“Aku berhenti pakai guru les buat anak-anak. Ga kuat
bayarnya.”
Guru privat memang mahal, makanya wajar kalau teman lama
saya itu mengeluh begitu. Kami bertemu di lorong sebuah mini market secara tidak
sengaja. Anaknya kelas 3 SD, setingkat dengan anak saya kalau dia sekolah.
“Memangnya si Tengah ada masalah di pelajaran matematika?”
Tanya saya.
“Nggak sih, tapi dulu kakaknya kelihatan baik-baik, ternyata
pas kelas 5 SD baru ketahuan kalau dasar matematikanya lemah.”
Benar, itulah masalahnya. Kebanyakan anak tidak mencapai
kompetensi di kelas-kelas sebelumnya, hingga jadi masalah begitu naik kelas.
Dasarnya lemah, tapi tak sempat diperkuat. Tak ada waktu menunggu semua anak
kompeten. Jadi kalau sudah kelihatan bisa, ya udah aja deh, dianggap bisa.
Bayangkan saja, dasarnya goyah, terus ditumpuk lagi sama
materi, ditumpuk lagi, ditumpuk lagi, pantas saja ada anak SMA di Tangerang
tidak paham bagaimana menulis kata ‘siapa’ atau tak bisa menjumlahkan pecahan
sederhana dengan benar.
Sebagai guru, saya juga bingung bagaimana menyiasatinya.
Materinya banyak, beneran deh, dan waktunya ngepas.

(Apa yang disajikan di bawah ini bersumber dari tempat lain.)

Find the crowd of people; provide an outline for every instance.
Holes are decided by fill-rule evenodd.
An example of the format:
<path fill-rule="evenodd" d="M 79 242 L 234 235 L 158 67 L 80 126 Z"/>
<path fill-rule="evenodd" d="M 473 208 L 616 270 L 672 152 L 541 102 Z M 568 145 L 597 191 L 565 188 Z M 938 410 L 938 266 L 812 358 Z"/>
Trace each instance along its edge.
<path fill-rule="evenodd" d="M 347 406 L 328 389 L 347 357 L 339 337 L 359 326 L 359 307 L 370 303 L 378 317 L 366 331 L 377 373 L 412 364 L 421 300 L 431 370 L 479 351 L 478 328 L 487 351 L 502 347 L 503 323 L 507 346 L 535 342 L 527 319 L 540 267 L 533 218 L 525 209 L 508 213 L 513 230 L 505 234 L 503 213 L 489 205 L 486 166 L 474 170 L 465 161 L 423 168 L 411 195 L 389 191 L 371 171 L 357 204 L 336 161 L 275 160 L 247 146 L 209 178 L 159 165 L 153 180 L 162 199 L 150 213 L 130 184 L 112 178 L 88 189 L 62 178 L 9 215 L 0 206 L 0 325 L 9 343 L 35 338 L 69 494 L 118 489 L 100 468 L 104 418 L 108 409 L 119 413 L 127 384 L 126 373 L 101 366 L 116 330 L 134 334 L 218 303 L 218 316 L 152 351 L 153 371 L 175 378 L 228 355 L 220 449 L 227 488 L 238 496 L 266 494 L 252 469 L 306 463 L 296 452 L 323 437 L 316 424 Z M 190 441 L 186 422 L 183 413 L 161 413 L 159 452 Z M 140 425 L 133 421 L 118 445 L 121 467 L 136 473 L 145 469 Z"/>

Mestinya kan tiap evaluasi
(misalnya latihan atau ulangan), yang tidak dimengerti harus langsung
diremedial. Bukan diuji ulang, tapi dibahas ulang. Tapi ga sempet, hiks hiks
hiks…
Dan 40 anak sekelas, yang berarti 40 variasi kemampuan, 40
variasi kecerdasan, dan 40 variasi gaya belajar. Kepingin nangis aja rasanya.
Jadi guru jujur berbakti memang makan hati (Iwan Fals).
Ah, akhirnya, mom cleans the mess, as always. Mudah-mudahan
anak-anak Indonesia punya ibu-ibu yang peduli yah. Bukan peduli nilai, tapi
peduli tentang kompetensi minimal yang harus dikuasai anak-anak mereka.
Cobalah datang ke wali kelas, Tanya apa anak kita siap
menerima pelajaran di kelas berikutnya. Bukan, bukan masalah nilai, tapi
pemahaman yang cukup kokoh dari si anak. Ya, benar. Siap di sini adalah siap untuk sekian belas mata pelajaran.
Mudah-mudahan saja wali kelas anak-anak kita bisa menjawabnya.